Gov. John Kasich threatens vetoes on abortion and gun bills

As John Kasich wraps up his eight year run as governor, he’s planning to go out of office fighting with his fellow Ohio Republicans over two controversial bills.

This week, Kasich told reporters at the Ohio Statehouse that his opposition to the “heartbeat” abortion ban bill and the “stand your ground” gun legislation hasn’t changed. Two years ago, Kasich vetoed the heartbeat bill and more recently he has promised to veto the gun bill if it were to reach his desk.

“I don’t do hypotheticals about this or that but I see nothing coming that will change my position,” he said.

Last week, the Ohio House passed both bills, sending them to the Senate where they are expected to be considered before the end of the two-year legislative cycle.

Related: Ohio House passes 'heartbeat' bill

The heartbeat bill would make it a felony for physicians or anyone to perform abortions once a fetal heartbeat can be detected, which is usually around six weeks gestation before some women even know they’re pregnant.

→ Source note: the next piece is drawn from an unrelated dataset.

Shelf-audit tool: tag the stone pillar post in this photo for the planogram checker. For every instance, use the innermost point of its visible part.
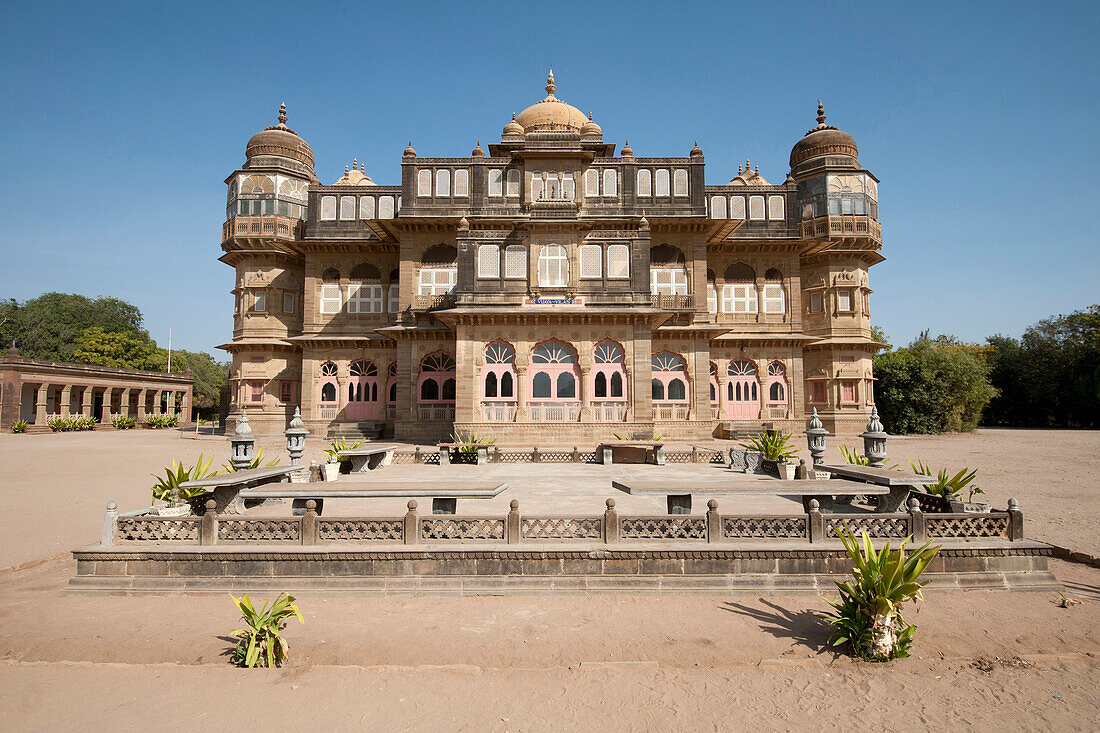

House Bill 258, which passed 60-35, allows for abortions if there is a medical emergency but doesn’t provide exceptions in cases of rape or incest.

Two years ago during the lame duck session, Kasich vetoed a heart beat bill but signed into law a ban on abortions after 20 weeks gestation. Lawmakers did not return to Columbus to try to override the veto.

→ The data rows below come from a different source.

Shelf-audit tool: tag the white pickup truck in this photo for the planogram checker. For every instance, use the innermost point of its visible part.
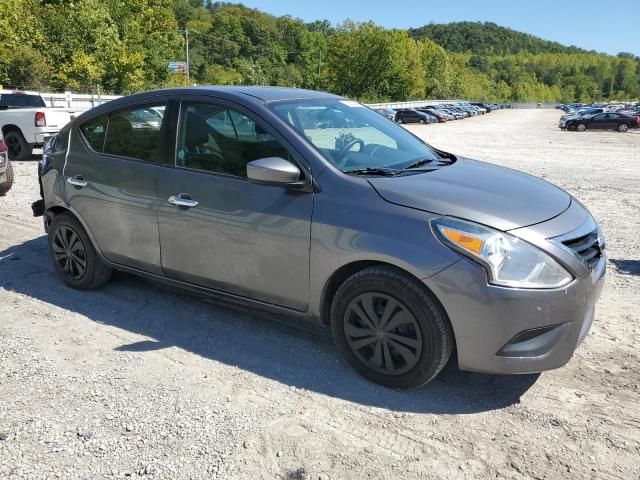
(26, 122)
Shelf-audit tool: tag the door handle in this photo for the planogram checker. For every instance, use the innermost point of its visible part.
(182, 201)
(77, 181)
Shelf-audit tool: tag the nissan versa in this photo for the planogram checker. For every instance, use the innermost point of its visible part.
(305, 203)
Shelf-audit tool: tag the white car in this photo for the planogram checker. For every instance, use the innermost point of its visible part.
(26, 122)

The stand your ground bill would eliminate Ohio’s current duty to retreat from danger in public places and allow citizens who feel threatened to use deadly force. It would also shift the burden of proof in self-defense cases from the defendant — current law — to the prosecution. This would put Ohio in line with the vast majority of other states.

House Bill 228 passed on a 65-32 vote last week.

Related: 'Stand your ground' gun bill passes Ohio House

Once a bill passes both chambers, it goes to the governor, who has 10 days to sign it, veto it or let it go into law without his signature. Overriding a veto requires 60 votes in the House and 20 in the Senate.

Lawmakers recently showed a willingness to defy the governor. The Senate last week voted to override a Kasich veto of a bill addressing government rule making.